The easiest way to tell it apart from genuine hematite is its magnetism — if a dish of rings all cling together, they’re hematine. Hematite is only weakly magnetic, so it may be drawn to a strong magnet, but will not draw metallic objects to itself.
There’s also the streak test. A streak test is a way to differentiate between very similar minerals. It involves taking a specimen and scraping it gently on an unglazed ceramic plate, just enough to produce a single streak of color.
Since not all hematine is magnetic, this can help you figure out what mineral you have in your possession. Genuine hematite produces a rusty red streak. Some hematine may make a gray or white streak.
When choosing a hematite specimen, be sure to hold it in your non-dominant hand. This will give you an idea of how its energy feels. The non-dominant hand is sometimes called the “receptive” hand, and is generally better at picking up on subtle energies. As long as a stone feels pleasant to you, and doesn’t make you uncomfortable, it’s suitable for working with.

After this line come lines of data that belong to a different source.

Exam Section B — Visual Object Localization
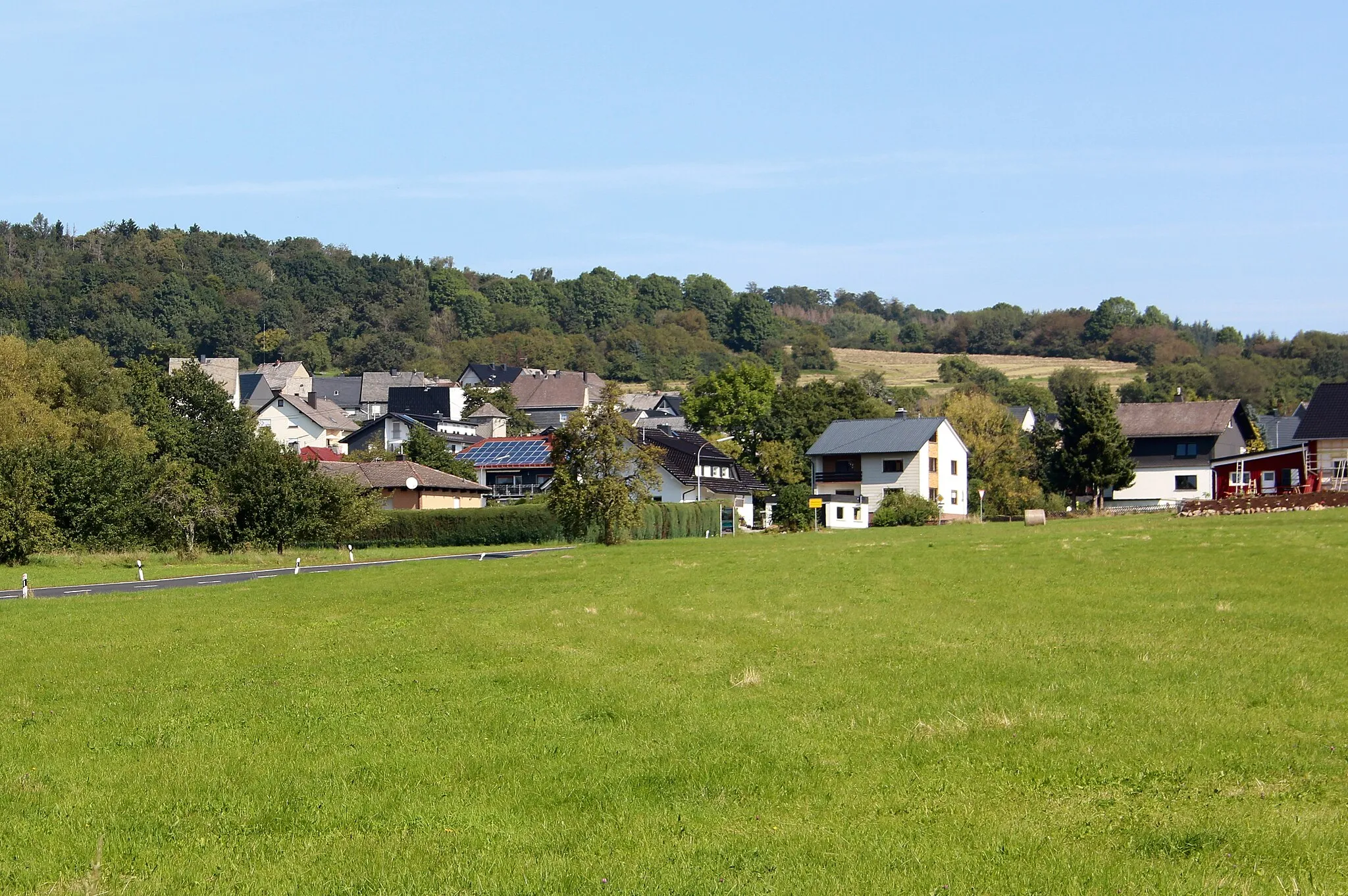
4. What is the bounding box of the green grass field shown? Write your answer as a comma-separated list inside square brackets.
[0, 510, 1348, 893]
[0, 544, 557, 589]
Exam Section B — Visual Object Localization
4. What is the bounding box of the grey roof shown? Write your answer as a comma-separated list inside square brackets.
[269, 395, 361, 432]
[1258, 414, 1303, 449]
[168, 356, 238, 397]
[238, 373, 272, 411]
[1118, 399, 1248, 439]
[255, 361, 309, 389]
[464, 401, 509, 420]
[318, 460, 490, 492]
[314, 376, 360, 410]
[806, 416, 945, 457]
[1297, 383, 1348, 439]
[360, 370, 426, 404]
[459, 361, 525, 387]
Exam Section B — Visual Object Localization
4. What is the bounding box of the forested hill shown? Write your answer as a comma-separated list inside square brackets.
[0, 216, 1348, 409]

Once you have a piece of genuine hematite, you may wish to cleanse it. A stone’s natural energy can be altered by the mining (or manufacturing) process, shipping, and being touched by people in a shop. Cleansing helps remove these influences and get the hematite back to its baseline.
After cleansing, your hematite is ready for use. You can try asking it for its protection, and carrying it with you. If you need emotional healing, place it in a pouch and keep it near you for those times when you need its stabilizing energy. Determine what purpose you’d like your hematite to fulfill, and put it towards that.
Hematite is a beautiful stone with a dark, mysterious shine. It looks almost like a black mirror when polished, and has drawn people to its strange beauty for ages. Even today, it continues to be an important source of iron.
Work with your hematite regularly, and it will be a useful tool for a lifetime.